Becca se agarrava em mim fortemente. Eu mal conseguia ver ser rosto, mas ela estava chorando.
-- Vamos sair daqui -- Falei -- Vem comigo?
Consegui conduzir Becca pelo corredor. Ela não conseguia balbuciar uma palavra por inteiro, apenas choramingava.
-- Como vamos passar pelo segurança? -- Perguntei a Gabriela -- Alguma ideia?
-- Vou distraí-lo e vocês passam por ele. Melhor não o deixar pôr os olhos sobre Becca. Pode descobrir que viemos aqui só resgatá-la.
Gabriela seguiu na frente, fomos um pouco atrás. Conseguimos passar de fininho pelo segurança que prestava atenção apenas em Gabriela.
Continuei me afastando daquela sala com Becca até que Gabriela voltou a se juntar a nós.
-- Nojento tarado! -- Reclamou ela -- Vamos sair daqui o quanto antes. Esse lugar me deixa doente.
-- E os seguranças no portão?
-- Ele que me aguardem -- Prometeu ela, irritada -- E se outro filha da puta vier dá em cima de mim, eu não hesito em matá-lo!

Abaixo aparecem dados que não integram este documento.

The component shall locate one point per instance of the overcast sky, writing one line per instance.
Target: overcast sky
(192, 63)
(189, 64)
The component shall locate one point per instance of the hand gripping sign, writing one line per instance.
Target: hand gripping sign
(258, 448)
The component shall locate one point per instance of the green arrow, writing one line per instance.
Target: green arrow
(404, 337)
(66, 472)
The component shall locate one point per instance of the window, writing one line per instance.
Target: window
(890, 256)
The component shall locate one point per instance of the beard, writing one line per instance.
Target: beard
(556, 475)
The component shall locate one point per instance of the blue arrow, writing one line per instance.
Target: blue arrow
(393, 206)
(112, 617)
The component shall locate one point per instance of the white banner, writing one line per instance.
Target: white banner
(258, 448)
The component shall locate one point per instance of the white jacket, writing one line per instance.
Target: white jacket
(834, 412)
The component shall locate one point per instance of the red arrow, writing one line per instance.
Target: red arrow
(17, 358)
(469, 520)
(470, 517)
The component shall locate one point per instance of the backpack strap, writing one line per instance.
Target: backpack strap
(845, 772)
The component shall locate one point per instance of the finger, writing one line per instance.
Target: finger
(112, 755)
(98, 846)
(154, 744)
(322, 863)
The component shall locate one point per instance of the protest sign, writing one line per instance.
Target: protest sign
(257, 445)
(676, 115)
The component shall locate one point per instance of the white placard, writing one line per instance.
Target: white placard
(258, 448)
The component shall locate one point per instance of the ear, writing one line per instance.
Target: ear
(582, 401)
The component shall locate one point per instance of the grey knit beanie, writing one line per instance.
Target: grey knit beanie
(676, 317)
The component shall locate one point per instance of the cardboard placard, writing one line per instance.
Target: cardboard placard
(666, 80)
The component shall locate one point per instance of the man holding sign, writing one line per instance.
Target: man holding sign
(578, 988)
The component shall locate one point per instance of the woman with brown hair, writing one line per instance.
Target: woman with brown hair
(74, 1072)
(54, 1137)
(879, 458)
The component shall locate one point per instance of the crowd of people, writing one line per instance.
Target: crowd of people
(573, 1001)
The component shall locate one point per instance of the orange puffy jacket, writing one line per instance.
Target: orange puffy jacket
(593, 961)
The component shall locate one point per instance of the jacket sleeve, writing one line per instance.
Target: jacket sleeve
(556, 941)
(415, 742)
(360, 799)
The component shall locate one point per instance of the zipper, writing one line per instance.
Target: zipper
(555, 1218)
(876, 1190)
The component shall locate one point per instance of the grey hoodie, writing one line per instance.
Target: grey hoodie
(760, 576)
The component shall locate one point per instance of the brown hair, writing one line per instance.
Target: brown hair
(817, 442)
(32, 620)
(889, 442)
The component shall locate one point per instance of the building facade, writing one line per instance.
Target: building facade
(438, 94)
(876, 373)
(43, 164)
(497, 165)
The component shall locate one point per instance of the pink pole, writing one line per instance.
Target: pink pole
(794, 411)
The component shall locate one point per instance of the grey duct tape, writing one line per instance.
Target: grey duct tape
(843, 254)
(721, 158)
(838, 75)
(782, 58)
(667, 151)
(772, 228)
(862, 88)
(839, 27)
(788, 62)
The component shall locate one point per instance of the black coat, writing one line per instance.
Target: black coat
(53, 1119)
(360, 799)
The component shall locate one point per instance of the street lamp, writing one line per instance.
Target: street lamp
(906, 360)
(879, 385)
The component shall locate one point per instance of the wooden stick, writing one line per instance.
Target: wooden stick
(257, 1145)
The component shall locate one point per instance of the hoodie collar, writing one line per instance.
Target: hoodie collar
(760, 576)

Passamos pelos zumbis espalhados pela casa. Chegamos até o carro. Entrei no banco de trás com Becca que se abraçava a mim como se sua vida dependesse disso. Ela estava calada, mas já parecia se dá conta do que acontecia a sua volta. Com alívio, observei que ela não parecia estar machucada, embora suas roupas estivessem rasgadas em alguns pontos e seus cabelos estivessem despenteados. Não havia algum sinal de machucado aparente.
-- Apertem os cintos -- Disse Gabriela. -- Está na hora de mostrar para esses caras que eu não estou de brincadeira.

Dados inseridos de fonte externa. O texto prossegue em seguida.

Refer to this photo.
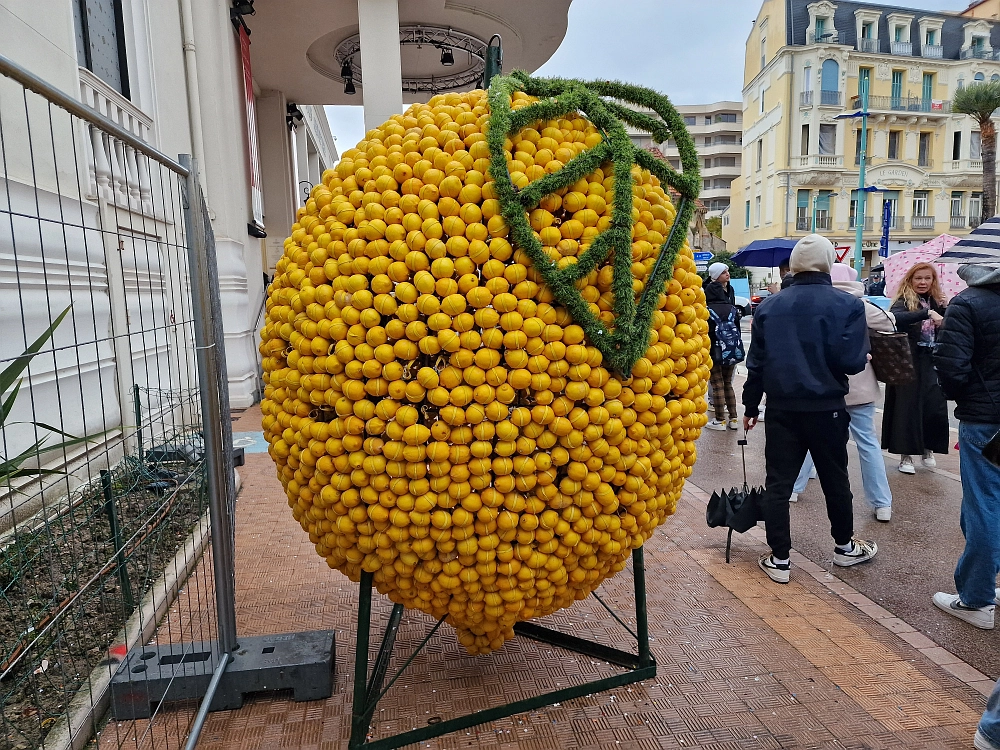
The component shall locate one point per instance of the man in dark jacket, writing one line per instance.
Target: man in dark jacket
(967, 360)
(805, 341)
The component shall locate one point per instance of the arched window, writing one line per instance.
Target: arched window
(830, 83)
(830, 76)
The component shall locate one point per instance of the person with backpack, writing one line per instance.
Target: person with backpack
(861, 397)
(727, 348)
(806, 341)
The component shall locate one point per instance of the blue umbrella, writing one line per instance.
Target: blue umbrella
(764, 253)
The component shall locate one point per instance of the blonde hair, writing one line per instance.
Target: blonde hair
(907, 293)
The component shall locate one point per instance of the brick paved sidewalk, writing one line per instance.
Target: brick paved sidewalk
(743, 663)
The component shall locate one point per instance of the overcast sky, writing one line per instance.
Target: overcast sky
(690, 51)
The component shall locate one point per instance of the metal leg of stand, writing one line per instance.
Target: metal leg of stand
(359, 732)
(641, 615)
(366, 693)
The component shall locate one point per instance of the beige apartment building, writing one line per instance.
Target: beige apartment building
(800, 167)
(717, 130)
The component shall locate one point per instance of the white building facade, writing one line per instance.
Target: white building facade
(178, 76)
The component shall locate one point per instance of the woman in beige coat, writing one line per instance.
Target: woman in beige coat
(864, 391)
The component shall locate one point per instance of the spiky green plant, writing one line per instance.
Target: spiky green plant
(980, 101)
(15, 467)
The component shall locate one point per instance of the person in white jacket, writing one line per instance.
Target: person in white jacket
(861, 406)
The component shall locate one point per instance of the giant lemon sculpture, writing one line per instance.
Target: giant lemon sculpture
(486, 353)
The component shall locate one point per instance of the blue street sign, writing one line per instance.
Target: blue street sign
(883, 246)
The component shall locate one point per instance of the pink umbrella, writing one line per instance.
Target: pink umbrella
(897, 266)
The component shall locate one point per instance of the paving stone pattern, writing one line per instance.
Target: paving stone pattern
(744, 664)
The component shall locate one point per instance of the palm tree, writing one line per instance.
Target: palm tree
(980, 101)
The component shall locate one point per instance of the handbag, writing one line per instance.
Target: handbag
(892, 358)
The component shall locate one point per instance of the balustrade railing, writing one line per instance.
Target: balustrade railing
(113, 171)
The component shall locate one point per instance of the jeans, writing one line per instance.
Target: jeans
(990, 723)
(976, 572)
(873, 477)
(789, 436)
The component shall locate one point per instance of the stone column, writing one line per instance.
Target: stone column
(382, 79)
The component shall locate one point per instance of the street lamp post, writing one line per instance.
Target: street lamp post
(859, 212)
(862, 193)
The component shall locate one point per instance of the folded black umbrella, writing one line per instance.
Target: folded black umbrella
(738, 508)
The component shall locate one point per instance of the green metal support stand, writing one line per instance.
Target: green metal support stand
(368, 692)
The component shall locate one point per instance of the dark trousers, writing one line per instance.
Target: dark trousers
(789, 435)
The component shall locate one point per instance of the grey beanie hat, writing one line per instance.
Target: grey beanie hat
(812, 253)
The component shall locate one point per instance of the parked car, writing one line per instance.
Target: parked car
(757, 298)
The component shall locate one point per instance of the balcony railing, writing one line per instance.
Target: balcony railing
(977, 53)
(828, 37)
(114, 171)
(830, 98)
(966, 165)
(820, 160)
(904, 104)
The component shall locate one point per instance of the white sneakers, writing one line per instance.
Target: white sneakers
(861, 551)
(981, 617)
(777, 573)
(906, 463)
(982, 742)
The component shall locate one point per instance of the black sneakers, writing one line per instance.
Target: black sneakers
(776, 572)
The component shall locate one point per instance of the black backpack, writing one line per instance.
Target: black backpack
(728, 337)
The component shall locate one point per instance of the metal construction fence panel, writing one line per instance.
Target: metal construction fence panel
(113, 412)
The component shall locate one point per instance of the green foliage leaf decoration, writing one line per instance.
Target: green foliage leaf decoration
(603, 103)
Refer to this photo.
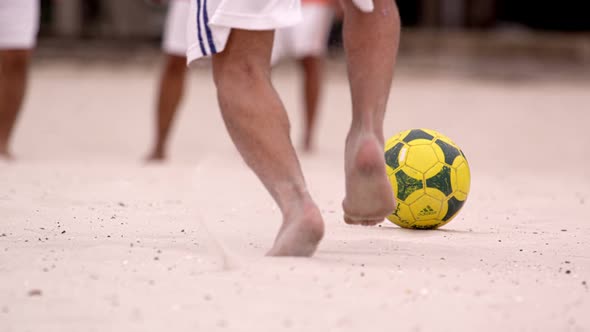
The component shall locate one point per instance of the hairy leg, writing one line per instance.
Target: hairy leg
(13, 81)
(371, 41)
(258, 125)
(312, 77)
(170, 95)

Gabriela acelerou seu quatro por quatro e cantou pneu. Ela deu uma guinada no carro e acelerou em direção ao portão.
-- Gabriela, você não vai... Vai?
Sim, ela foi. Ela foi para cima do portão e o colocou a baixo, assustando o segurança taciturno e o careca, ainda gritou para eles lhe mandarem a conta.
-- Você é maluca? -- Perguntei, embora estivesse aliviada.
A vi sorrir pelo retrovisor.
Retornamos a cidade. Em minha casa, Gabriela me ajudou a conduzir Becca para dentro, onde fomos recebidas por meus pais e Tia Drica. Todos ficaram felizes ao ver Becca de volta. Apesar das perguntas que faziam sobre o que acontecera com ela, Becca não disse nada. E eu me limitei a inventar que a havia encontrado por aí.
Após um tempo, Gabriela disse que precisava ir.
-- Obrigada por tudo. De verdade, você foi uma verdadeira heroína -- Falei
Gabriela sorriu, constrangida.
-- Quanto a seu carro. Ajudo no conserto.
-- Não precisa. Eu mesma levo na oficina, não deve demorar nada.
-- É o mínimo que posso fazer.
-- Já faz o bastante se continuarmos a manter toda essa situação em segredo para Ágata.
Concordei com ela.
-- Quero que me prometa uma coisa -- Disse Gabriela -- Prometa que fará Ágata feliz. Não a magoe mais.
-- Não se preocupe, Gabi. Eu prometo que a farei feliz todos os dias enquanto eu viver.
Ela assentiu.
-- Ah, e quanto ao embrulho. Vi que continua com você. Por que não deu a Ágata?
Ela me olhou envergonhada.
-- Vou fazer isso. Afinal, é algo de que ela precisa muito. -- Falou misteriosa.
-- Tudo bem. Vemo-nos por aí?
-- É, nos vemos por aí.
Gabriela estava de saída quando algo inesperado aconteceu. Vendo-a ir embora, Becca correu até ela e a abraçou. Repetindo palavras de agradecimento. A morena estava totalmente confusa e ficou sem ação. Tive que dizer a Becca para soltá-la ou do contrário ela não a deixaria ir.
Eu só esperava um dia poder esquecer aquele lugar triste. Mas e Becca? Será que um dia ela falaria sobre o aconteceu com ela quando esteve lá? Decidi dá um tempo a ela e estaria de braços abertos para ajudá-la caso ela precisasse, afinal não se entra num lugar daqueles e sai a mesma pessoa. Algo muda. Algo sempre muda.